Let's take a concrete example: let's say we want to select all lines on on layer 0 and all the circles with radii greater than 10.'s how we would compose the conditions, in pseudo-code:

  • <or
    • <and
      • Layer == "0"
      • Entity type == "LINE"
    • and>
    • <and
      • Entity type == "CIRCLE"
      • Radius >= 10.0
    • and>
  • or>

This translates into the following C# code - for clarity I've left the specific properties/values hard-coded, but clearly it would be straightforward to ask the user or pick them out of a database, as needed.

using Autodesk.AutoCAD.ApplicationServices;

using Autodesk.AutoCAD.Runtime;

using Autodesk.AutoCAD.DatabaseServices;

using Autodesk.AutoCAD.EditorInput;


namespace EntitySelection

{

  public class Commands

  {

    [CommandMethod("SEWP")]

    static public void SelectEntitiesWithProperties()

    {

      Document doc =

        Application.DocumentManager.MdiActiveDocument;

      Editor ed = doc.Editor;


      // Build a conditional filter list so that only

      // entities with the specified properties are

      // selected


      TypedValue[] tvs =

        new TypedValue[] {

          new TypedValue(

            (int)DxfCode.Operator,

            "<or"

          ),

          new TypedValue(

            (int)DxfCode.Operator,

            "<and"

          ),

          new TypedValue(

            (int)DxfCode.LayerName,

            "0"

          ),

          new TypedValue(

            (int)DxfCode.Start,

            "LINE"

          ),

          new TypedValue(

            (int)DxfCode.Operator,

            "and>"

          ),

          new TypedValue(

            (int)DxfCode.Operator,

            "<and"

          ),

          new TypedValue(

            (int)DxfCode.Start,

            "CIRCLE"

          ),

          new TypedValue(

            (int)DxfCode.Operator,

            ">="

          ),

          new TypedValue(

            (int)DxfCode.Real, // Circle Radius

            10.0

          ),

          new TypedValue(

            (int)DxfCode.Operator,

            "and>"

          ),

          new TypedValue(

            (int)DxfCode.Operator,

            "or>"

          )

        };


      SelectionFilter sf =

        new SelectionFilter(tvs);

      PromptSelectionResult psr =

        ed.SelectAll(sf);


      ed.WriteMessage(

        "\nFound {0} entit{1}.",

        psr.Value.Count,

        (psr.Value.Count == 1 ? "y" : "ies")

      );

    }

  }

}

By the way - you can also choose to perform an "exclusive or" test by using "<xor" and "xor>".

To try out this code, draw a number of lines in a blank drawing, and run the SEWP command.
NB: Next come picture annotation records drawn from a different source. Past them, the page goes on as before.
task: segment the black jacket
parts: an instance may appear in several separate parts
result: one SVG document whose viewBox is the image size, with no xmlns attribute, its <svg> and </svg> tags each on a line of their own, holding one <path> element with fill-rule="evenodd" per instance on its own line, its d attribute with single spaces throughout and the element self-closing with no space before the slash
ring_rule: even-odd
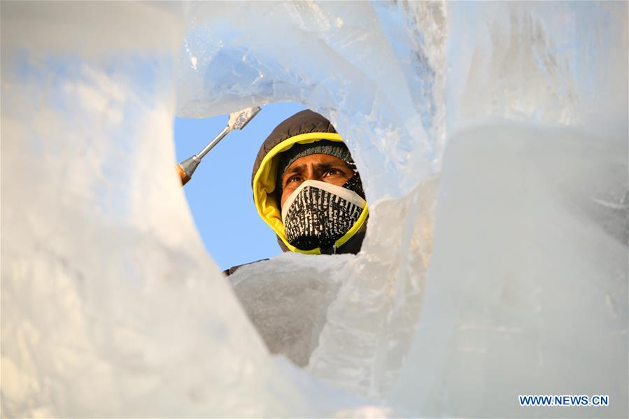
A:
<svg viewBox="0 0 629 419">
<path fill-rule="evenodd" d="M 318 134 L 321 135 L 317 135 Z M 278 227 L 274 228 L 274 225 L 277 226 L 278 222 L 281 223 L 281 219 L 278 220 L 280 213 L 278 203 L 281 197 L 277 196 L 278 188 L 276 187 L 278 155 L 283 151 L 281 150 L 283 147 L 290 148 L 292 146 L 291 143 L 294 141 L 309 143 L 320 139 L 342 141 L 327 119 L 308 109 L 302 111 L 285 120 L 273 130 L 260 146 L 253 163 L 251 187 L 253 190 L 254 203 L 260 217 L 276 231 L 278 243 L 285 252 L 290 249 L 280 234 L 278 234 Z M 273 154 L 269 155 L 269 153 Z M 283 227 L 279 229 L 281 232 Z M 337 248 L 337 253 L 358 253 L 360 250 L 366 229 L 367 222 L 365 222 L 354 236 Z M 223 274 L 231 275 L 241 266 L 243 265 L 226 269 Z"/>
</svg>

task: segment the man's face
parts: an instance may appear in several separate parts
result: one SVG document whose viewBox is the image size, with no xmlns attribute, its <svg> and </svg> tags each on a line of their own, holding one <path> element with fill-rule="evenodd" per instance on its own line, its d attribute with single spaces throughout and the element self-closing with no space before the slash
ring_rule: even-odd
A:
<svg viewBox="0 0 629 419">
<path fill-rule="evenodd" d="M 327 154 L 299 157 L 282 175 L 281 205 L 306 180 L 320 180 L 342 186 L 353 176 L 352 168 L 338 157 Z"/>
</svg>

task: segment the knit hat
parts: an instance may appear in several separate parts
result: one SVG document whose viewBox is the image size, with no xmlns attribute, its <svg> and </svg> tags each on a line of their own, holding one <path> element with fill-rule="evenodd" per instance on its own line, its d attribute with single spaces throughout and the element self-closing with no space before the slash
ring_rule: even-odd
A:
<svg viewBox="0 0 629 419">
<path fill-rule="evenodd" d="M 278 178 L 281 179 L 284 172 L 293 162 L 313 154 L 327 154 L 339 158 L 348 164 L 354 164 L 347 145 L 340 141 L 320 140 L 307 144 L 295 144 L 280 155 L 279 164 L 277 168 Z"/>
</svg>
This simply tells you how many entities met the selection criteria - it doesn't leave them selected for use by further commands. You can then see how drawing circles of varying radii changes the number of entities selected by the command.

On a final note... SelectionFilters can be used either non-interactively (as in this example, via the SelectAll() method) or interactively (via GetSelection(), SelectWindow(), SelectCrossingPolygon(), SelectFence(), etc.). I've shown simple uses of SelectionFilters in previous posts, but it's also possible to use quite complicated groupings of conditions - as we've scratched the surface of in this post.